During the rest of the day, I had a lot of learning to do about the children. It took time to get to understand them. And the 5yo kept trying to be mom to the boys (wiping noses, asking about diapers, etc). I kept taking over, but she was determined to take care of them. She was in charge. That night, Tumbler helped my daughter and I take inventory of all their stuff. She was too incredibly cute. That let her brothers play without her hovering for awhile also.
At bedtime, she said something about taking care of the boys and I responded, “How about *I* will be the mama and YOU be the five year old?” She smiled and turned away to let me do so. When I put her to bed (she went last as it worked out best in order for me to get each kiddo in with some personal attention), she started talking about checking on her brothers and such. John, my then 16yo, was in the hallway and asked what was wrong with the boys. I was sure he wasn’t asking about developmental delays or health issues, so I was a bit stumped. He says, “well, she says she needs to check on them.” I told him that at her home (and probably, to some extent, previous foster homes) she had to be mama to them. And I detailed some of what I had been told. He got it. How I wish *I* had truly understood what was going to happen regarding all this (let’s just say that she didn’t, later, just smile and let me take over).

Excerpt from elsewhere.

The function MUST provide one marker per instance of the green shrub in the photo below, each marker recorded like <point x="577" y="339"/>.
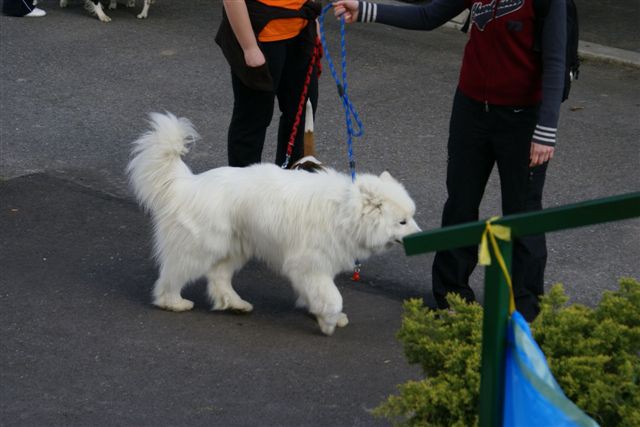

Here is a picture from April 17, 2011 (the Memorial for Christ Jesus that year). To give you an idea how tiny they were….The boys were about to turn 3 and 4 years old (within the month). The clothing each is wearing is size 12-24month!
Today, in 2013, we did family day. It just worked out that it was on the 2yr anniversary of their arrival. It wasn’t really planned that way. It was a very nice day with presents and a beautiful fruit tart. At various times, we talked about how much they’ve changed and stayed the same. We talked about how neat it was for them to be here. And that two years is a big deal. We talked about forever family and when they could/might leave (grown, married, have kids of their own). One said he was staying. The other said he was leaving as soon as he was grown. Tumbler thinks married is a good time As I learned with my first two, plans change. We’ll just hope for the best regardless.
Tonight we put the kids down for bed. Two years. Wow.